Dictionnaire de Trévoux/6e édition, 1771/DAPHNÉ

Jésuites et imprimeurs de Trévoux
(3p. 105-106).

DAPHNE. Nom d’un fauxbourg d’Antioche, dans lequel il y avoit un Temple & un Oracle fameux d’Apollon. Daphne. Il étoit du côté du midi de la ville. Il en est parlé Machab. II. IV. 33. C’étoit un lieu délicieux près de l’ancienne Antioche. Ce lieu étoit en Syrie ce qu’étoit Bayes en Italie, & Canopus près d’Alexandrie en Egypte, c’est à dire, très-agréable ; mais très-décrié pour la débauche & la dissolution des mœurs. S. Jean Chrysostome, dans son homélie sur Saint Babylas, & Sozomène disent qu’un homme qui avoit de l’honneur & de la pudeur n’y pouvoit aller.
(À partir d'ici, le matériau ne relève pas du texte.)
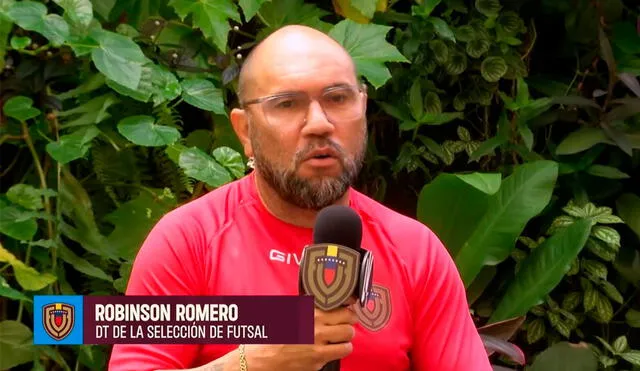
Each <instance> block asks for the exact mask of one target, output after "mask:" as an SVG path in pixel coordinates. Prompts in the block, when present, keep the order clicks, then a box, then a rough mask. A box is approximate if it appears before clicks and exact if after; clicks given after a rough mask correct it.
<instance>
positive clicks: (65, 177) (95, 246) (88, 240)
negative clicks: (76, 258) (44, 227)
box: [59, 168, 118, 260]
mask: <svg viewBox="0 0 640 371" xmlns="http://www.w3.org/2000/svg"><path fill="white" fill-rule="evenodd" d="M59 197H60V200H61V202H60V204H61V205H62V214H63V215H65V216H66V217H67V218H66V219H67V220H69V222H68V223H67V222H62V223H60V231H61V232H62V234H64V235H65V236H66V237H68V238H70V239H72V240H74V241H76V242H78V243H79V244H80V245H81V246H82V247H83V248H84V249H85V250H87V251H88V252H91V253H93V254H96V255H98V256H101V257H104V258H108V259H113V260H115V259H117V258H118V257H117V256H116V254H115V253H114V251H113V249H112V248H111V247H110V246H109V243H108V241H107V239H106V237H104V236H103V235H102V233H100V230H99V229H98V225H97V223H96V220H95V217H94V214H93V203H92V200H91V198H89V194H88V193H87V190H86V189H85V188H84V187H83V186H82V183H80V181H78V179H76V178H75V177H74V176H73V174H71V173H70V172H69V171H68V170H67V169H66V168H63V169H62V182H61V185H60V194H59ZM70 223H73V224H70Z"/></svg>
☞ Tout conspiroit à faire de ce lieu un séjour délicieux : l’air y étoit le meilleur du monde ; le territoire admirable de sa nature, le devenoit encore plus par l’art, & fournissoit toutes sortes de fruits ; des bois de haute futaie, de petits bosquets, des eaux excellentes, toutes les commodités de la vie y attiroient une infinité de ces gens qui veulent goûter les douceurs d’une vie tranquille & aisée, de-là le proverbe : Daphnicis moribus vivere.

Il y a plusieurs loix ou rescrits des Empereurs, dans le Code, qui défendent de couper ce bois, qui étoit composé principalement de cyprès & de lauriers. On y voyoit une Idole fameuse d’Apollon qui rendoit des oracles, & qui fut rendue muette, comme Sozomene le rapporte, L. V. c. 18. Il y avoit un autre temple consacré à Diane. Les Juifs y avoient aussi une fameuse Synagogue, dont S. Jean Chrysostome parle souvent dans ses Homélies contre les Juifs d’Antioche.

Ce nom fut apparemment donné à ce lieu du mot Grec Δάφνη, laurus, parce qu’il y avoit beaucoup de lauriers. Bochart, dans son Chanaan, L. I. c. 1. prétend que ce mot est Hébreu & Phénicien, & qu’on a dit Daphne pour Taphne, les Grecs ajustant les mots Hébreux, de sorte qu’ils semblent être nés chez eux. Quoi qu’il en soit, ce lieu changea de nom dans la suite, & prit celui de Nero, qui, quoi qu’en dise Hoffman, ne vient pas vraisemblablement du Grec Νηρόν, qui signifie un lieu humide & aquatique, ni du Syriaque נר, qui ne se dit peut-être point, mais de l’Hébreu נהר, nathar, dans la forme Syriaque, נהר, nehar, & נהרא, nehara, qui signifie un ruisseau, une rivière, & figurément, un lieu bien arrosé.

Daphné, est aussi un lieu d’Egypte proche de Péluse, dont parle Etienne de Byzance.

Daphné est encore une montagne de l’Attique, ainsi nommée à cause de la quantité de lauriers-roses qui y croissent. Il y a un Monastère de Caloyers, aussi appelé Daphné, du nom de la montagne. Voyez M. Spon, dans son Voyage de la Grèce, P. II. pag. 275. & Wheler, Voyage d’Athènes, T. II. Liv. III.

Daphné. s. f. Terme de Mythologie. Fille de Tirésias, dont parle Diodore, prophétisa à Delphes, & y acquit le nom de Sibyle. On dit qu’elle n’employoit dans ses réponses que des vers d’Homère.

Daphné. Fille du Fleuve Pénée, laquelle fut métamorphosée en Laurier.

Daphné, autre Nymphe de la montagne de Delphes, qui fut choisie, selon Pausanias, par la Déesse Tellus, pour présider à l’Oracle qu’elle rendoit en ce lieu, avant qu’Apollon en fût en possession.